Alpha tells how he settled in the jungle: “This is my house, a traditional Peul house, I am Peul, I built this house to respect myself, my culture, Peul are nomads, whether in Mauritania, Mali, Niger or Guinea, or in Senegal, there are tribes that live with cows, and they move along their animals. In 1989 Mauritania entered a war with Senegal and we who were living in the village have been brought and taken to Senegal, after that in 2002 Senegal president made peace with Mauritania and we came back to the village. But they took everything we had, the animals, the lands. In 2005 the war started again and I moved out because I had enough, I didn’t want to loose everything once again”.
“I am now here in Calais, I refused to make a shelter with plastic sheets”.

“I am an artist, you can see my artworks here”. “We are here because we are escaping not only from the war but from a lot of problems, I am here after ten years that I have left my country and I can’t go back because there is no peace, refugee is any person who is feeling threatened in his country”.

On the other hand the story of Mohammed takes us between a migrational and a generational problem; despite being only twenty-two, his story speaks about toughness of migrants conditions under the axe of the Dublin Convention and about the required conditions to get a citizenship beside the residence permit.
Mohammed, who lost his mother and father, leaves Afghanistan in 2011 and comes to Italy and asked for asylum. Even if the asylum request had a positive result, what he faced is a further barrier that even distinguishes within the migrants who got the refugee status: the possibility to live with dignity.
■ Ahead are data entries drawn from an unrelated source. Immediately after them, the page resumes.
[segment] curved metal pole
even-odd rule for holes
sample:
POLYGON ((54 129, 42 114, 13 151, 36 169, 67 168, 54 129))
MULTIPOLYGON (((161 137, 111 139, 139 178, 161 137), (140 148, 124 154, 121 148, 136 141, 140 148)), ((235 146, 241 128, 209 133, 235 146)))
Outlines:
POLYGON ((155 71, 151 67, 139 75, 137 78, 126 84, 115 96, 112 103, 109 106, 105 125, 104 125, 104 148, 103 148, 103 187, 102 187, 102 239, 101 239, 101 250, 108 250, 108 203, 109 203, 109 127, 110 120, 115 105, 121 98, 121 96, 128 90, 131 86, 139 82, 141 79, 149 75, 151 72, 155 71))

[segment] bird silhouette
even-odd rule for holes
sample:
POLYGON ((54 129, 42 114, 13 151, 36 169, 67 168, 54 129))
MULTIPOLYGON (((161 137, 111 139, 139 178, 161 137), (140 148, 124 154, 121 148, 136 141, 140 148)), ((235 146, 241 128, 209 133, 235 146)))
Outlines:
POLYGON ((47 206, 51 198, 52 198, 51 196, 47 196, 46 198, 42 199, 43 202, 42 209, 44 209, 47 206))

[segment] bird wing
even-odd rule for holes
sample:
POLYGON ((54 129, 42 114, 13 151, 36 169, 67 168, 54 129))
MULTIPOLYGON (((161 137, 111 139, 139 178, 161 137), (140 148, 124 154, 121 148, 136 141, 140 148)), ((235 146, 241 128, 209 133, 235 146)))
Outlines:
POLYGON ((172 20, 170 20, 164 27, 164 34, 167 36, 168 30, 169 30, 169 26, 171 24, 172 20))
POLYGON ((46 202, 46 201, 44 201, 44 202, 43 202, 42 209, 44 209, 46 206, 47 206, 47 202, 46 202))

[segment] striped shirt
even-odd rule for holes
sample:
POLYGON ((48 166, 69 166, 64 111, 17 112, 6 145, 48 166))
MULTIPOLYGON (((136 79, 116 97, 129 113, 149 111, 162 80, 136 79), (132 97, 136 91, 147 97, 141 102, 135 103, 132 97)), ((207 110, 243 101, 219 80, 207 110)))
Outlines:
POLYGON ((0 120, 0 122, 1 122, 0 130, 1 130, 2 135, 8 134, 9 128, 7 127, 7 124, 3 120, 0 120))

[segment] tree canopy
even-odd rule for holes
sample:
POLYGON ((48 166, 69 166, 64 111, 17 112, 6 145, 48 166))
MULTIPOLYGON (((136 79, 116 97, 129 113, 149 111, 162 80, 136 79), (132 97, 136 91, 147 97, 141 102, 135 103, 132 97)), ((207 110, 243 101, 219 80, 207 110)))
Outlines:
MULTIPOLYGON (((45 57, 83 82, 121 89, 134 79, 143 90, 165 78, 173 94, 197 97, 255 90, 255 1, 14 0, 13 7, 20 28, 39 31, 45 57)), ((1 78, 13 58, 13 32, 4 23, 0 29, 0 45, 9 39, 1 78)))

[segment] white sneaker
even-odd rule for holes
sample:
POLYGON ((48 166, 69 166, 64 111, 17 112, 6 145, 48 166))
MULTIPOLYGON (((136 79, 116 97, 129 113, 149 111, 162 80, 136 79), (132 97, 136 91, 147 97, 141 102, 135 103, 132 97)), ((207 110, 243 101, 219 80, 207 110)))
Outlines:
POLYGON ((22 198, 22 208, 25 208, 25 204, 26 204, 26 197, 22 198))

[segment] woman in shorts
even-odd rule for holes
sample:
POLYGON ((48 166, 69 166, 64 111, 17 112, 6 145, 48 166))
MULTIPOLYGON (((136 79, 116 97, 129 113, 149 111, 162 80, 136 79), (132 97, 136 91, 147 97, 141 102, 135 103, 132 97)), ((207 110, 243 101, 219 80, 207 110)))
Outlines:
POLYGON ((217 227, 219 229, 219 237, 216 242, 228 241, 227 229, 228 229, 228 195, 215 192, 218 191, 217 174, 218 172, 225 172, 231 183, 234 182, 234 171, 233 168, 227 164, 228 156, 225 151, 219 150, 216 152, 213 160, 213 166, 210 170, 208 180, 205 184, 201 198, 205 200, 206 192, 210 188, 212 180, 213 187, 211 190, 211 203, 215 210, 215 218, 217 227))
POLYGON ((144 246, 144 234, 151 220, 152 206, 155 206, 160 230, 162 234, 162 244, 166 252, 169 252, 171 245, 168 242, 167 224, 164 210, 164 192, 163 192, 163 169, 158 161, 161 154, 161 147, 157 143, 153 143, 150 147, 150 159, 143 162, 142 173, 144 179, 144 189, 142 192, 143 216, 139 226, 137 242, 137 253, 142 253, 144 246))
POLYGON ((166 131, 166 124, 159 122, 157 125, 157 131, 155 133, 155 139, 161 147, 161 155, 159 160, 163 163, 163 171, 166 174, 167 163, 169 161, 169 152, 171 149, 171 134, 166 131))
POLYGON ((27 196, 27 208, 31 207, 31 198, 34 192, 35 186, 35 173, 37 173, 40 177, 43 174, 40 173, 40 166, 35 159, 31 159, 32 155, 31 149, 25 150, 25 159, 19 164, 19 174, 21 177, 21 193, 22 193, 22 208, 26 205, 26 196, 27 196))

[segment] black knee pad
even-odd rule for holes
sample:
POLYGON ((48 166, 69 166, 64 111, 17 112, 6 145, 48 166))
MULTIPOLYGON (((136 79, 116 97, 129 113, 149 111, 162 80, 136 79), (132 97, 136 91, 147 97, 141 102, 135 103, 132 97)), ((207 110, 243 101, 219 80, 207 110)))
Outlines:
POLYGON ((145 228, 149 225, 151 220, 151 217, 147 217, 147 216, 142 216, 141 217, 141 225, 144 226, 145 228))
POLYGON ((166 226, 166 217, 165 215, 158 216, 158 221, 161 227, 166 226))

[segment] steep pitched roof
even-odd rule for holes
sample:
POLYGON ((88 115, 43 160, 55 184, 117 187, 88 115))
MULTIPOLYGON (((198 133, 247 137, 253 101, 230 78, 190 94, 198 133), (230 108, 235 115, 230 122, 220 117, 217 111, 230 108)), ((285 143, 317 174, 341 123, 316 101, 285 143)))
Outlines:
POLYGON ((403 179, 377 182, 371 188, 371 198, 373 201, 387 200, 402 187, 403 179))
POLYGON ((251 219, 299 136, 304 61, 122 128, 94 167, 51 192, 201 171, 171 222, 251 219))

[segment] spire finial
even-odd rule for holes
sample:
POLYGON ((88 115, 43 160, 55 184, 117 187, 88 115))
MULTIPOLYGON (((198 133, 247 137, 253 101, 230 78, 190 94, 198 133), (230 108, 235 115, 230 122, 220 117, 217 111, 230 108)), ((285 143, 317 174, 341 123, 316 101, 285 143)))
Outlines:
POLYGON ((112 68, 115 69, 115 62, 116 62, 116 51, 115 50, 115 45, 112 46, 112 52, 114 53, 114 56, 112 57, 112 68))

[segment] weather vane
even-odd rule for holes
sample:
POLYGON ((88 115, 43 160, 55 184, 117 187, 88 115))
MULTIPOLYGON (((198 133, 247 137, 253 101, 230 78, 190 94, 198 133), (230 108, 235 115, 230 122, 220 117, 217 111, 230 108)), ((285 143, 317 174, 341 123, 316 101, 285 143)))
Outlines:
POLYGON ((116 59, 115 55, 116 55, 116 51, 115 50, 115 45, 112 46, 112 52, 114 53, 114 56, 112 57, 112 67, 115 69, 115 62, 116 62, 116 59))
Once one is a refugee, he is completely abandoned in that limbo between the coming-going from CARA, CIE or a hotspot and the obtainging of the citizenship. A condition that effectively excludes from social rights and security those who come. And facing such a precarious and uncertain economic situation like the italian one, what kind of perspective one can cultivate? And so Mohammed decided to cross illegally the french border and, then, the Eurotunnel between Calais and England, trying to hide under the trucks that cross the Channel every day. He did try it several times, because the french police, obeying to the government that is well-payed by the Tunnel company, rejected him.

Foto: Christian Payne
Foto: Christian Payne

He finally reached London, after an exhausting and dangerous transit, and he found a job in a restaurant and spent the last years learning the language and a job. He managed to live in London as long as they checked his papers: the Dublin regulation was implemented immediately, sending him to a detention centre for migrants first, back to Italy then. Here his asylum rights were of little worth to get a passport and travel in Europe: his english employer was not considered a sponsor according to the Bossi-Fini law. “What am I doing in Italy? I can’t work, I can’t earn my living, there is no kind of help that i can have”, Mohammed says.
This led him to cross the borders again and reach Calais, where he has been living from one month managing the small afghan restaurant of the camp. “I want to go back to England, but I need to wait the release of the passport”. The wait, in case where it happens with the required conditions, is accompanied by a sense of collectivity that he rediscovered in the camp.
Carrying the stories of Alpha and Mohammed, among many others, is one of the reasons to be in Bruxelles against this European dogmas, from the borders to austerity, in order to give another meaning to human existence in Europe: all together those who are excluded from a decent citizenship and those who are disinherited from it.